At Amazon: book kindle edition (if you have a kindle and get this, I’d love to see it!)

This is a general purpose textbook on graphics. It tries to cover the basics, without getting into the details of any particular system or API. It started out as a focused text on the most important topics, but over time, it has grown to cover a lot of stuff. While its not an ideal text for this class, it was the best choice out there last time I ran the class. This time, it is hard for me to justify asking everyone to buy it, since we only use a fraction of it, and we need to supplement it with so much extra stuff.

Shreiner, et al. The OpenGL Programmer’s Guide, 7th edition. This is sometimes known as the "red book."

OpenGL is the graphics library we will use for much of the class. Having a reference book is useful (but there are plenty of references on the web). However: the "OpenGL Programmer’s Guide" turns out to be a great tutorial on a number of topics, so it will provide some required readings in class.

The "Programmer’s Guide" is commonly known as the red book (guess why!). For class, we’ll pretty much stick to material that can be found in old editions (in fact, there are copies of really old versions on the web). There is one new chapter that will be relevant for us.
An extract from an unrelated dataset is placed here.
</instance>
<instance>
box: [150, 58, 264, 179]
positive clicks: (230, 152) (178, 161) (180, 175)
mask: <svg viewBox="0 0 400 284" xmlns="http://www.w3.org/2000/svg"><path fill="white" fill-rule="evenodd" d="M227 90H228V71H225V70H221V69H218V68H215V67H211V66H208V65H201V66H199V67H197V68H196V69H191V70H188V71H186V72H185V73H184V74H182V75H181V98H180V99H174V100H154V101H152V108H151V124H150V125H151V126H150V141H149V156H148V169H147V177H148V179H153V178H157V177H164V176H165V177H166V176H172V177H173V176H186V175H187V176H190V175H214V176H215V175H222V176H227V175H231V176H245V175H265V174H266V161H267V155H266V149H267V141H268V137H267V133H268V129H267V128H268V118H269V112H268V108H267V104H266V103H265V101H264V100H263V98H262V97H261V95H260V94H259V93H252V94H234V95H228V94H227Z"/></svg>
The problem with this book is that while the tutorial parts of the book are good – and ancient – most of the book discusses the OpenGL API, and old versions of it. So it isn’t that useful as a reference, except for “legacy” OpenGL. Most of the chapters begin by saying “the material in this chapter has been depricated”.

Most of the parts of the book we will use haven’t changed much since the ancient early editions in the early 1990s. We’ll provide you with parts of this newer edition though.

There is a new 8th edition. I have not seen it, so I do not know if it has all of the old (but good) tutorial material.

 

3rd ed. cover image

Real-Time Rendering, 3rd Edition

By Tomas Akenine-Möller, Eric Haines, Naty Hoffman. AK Peters, 2008. (book website) (UW library online) (Madcat permalink)

This book is a bible of graphics programming for the real-time kinds of stuff games use. Well, it was the bible when it came out in 2008.  If you are a game graphics programmer, you look at this book a lot. It gives a pretty encyclopedic reference to the various techniques for various things you need to do. The nature of the topic causes it to seem out of date quickly, but the book can give you an idea of what the main approaches are and then you can look for what the newer tweaks are. One down side, is that the book tends to be more of an encyclopedia, telling you the main ideas of the various approaches, rather than a textbook (giving you the basic intuitions and building up) or even a guidebook (telling you how to choose between the various choices).

For this class, we’ll use a few sections that discuss some timeless topics. But you’ll see how quickly they get to lots of subtle details.

Because much of this book is not relevant to the class, and because a lot of it is arguably out of date (things have changed a lot in interactive graphics in 6 years), it is hard to require this book for a class. But some of the parts of it are really good.

Practical Linear Algebra, 2nd editon
Note: the 3rd edition is out, I just don’t have a copy of it yet.

Gerald Farin and Dianne Hansford, AK Peters 2005. (the 3rd edition is 2013).

book website

This isn’t a normal linear algebra textbook. It’s a book about the intuitions of linear algebra and the basic ideas introduced and illustrated with examples from graphics and geometry processing. It’s exactly what you need to know for doing most graphics stuff, and introduced in a way that you’ll want to know it. It doesn’t get to all of the traditional linear algebra that a math professor would want you to learn in a Linear Algebra class, nor does it have all the proofs and formalities that make the math class version of linear algebra so boring to a lot of us.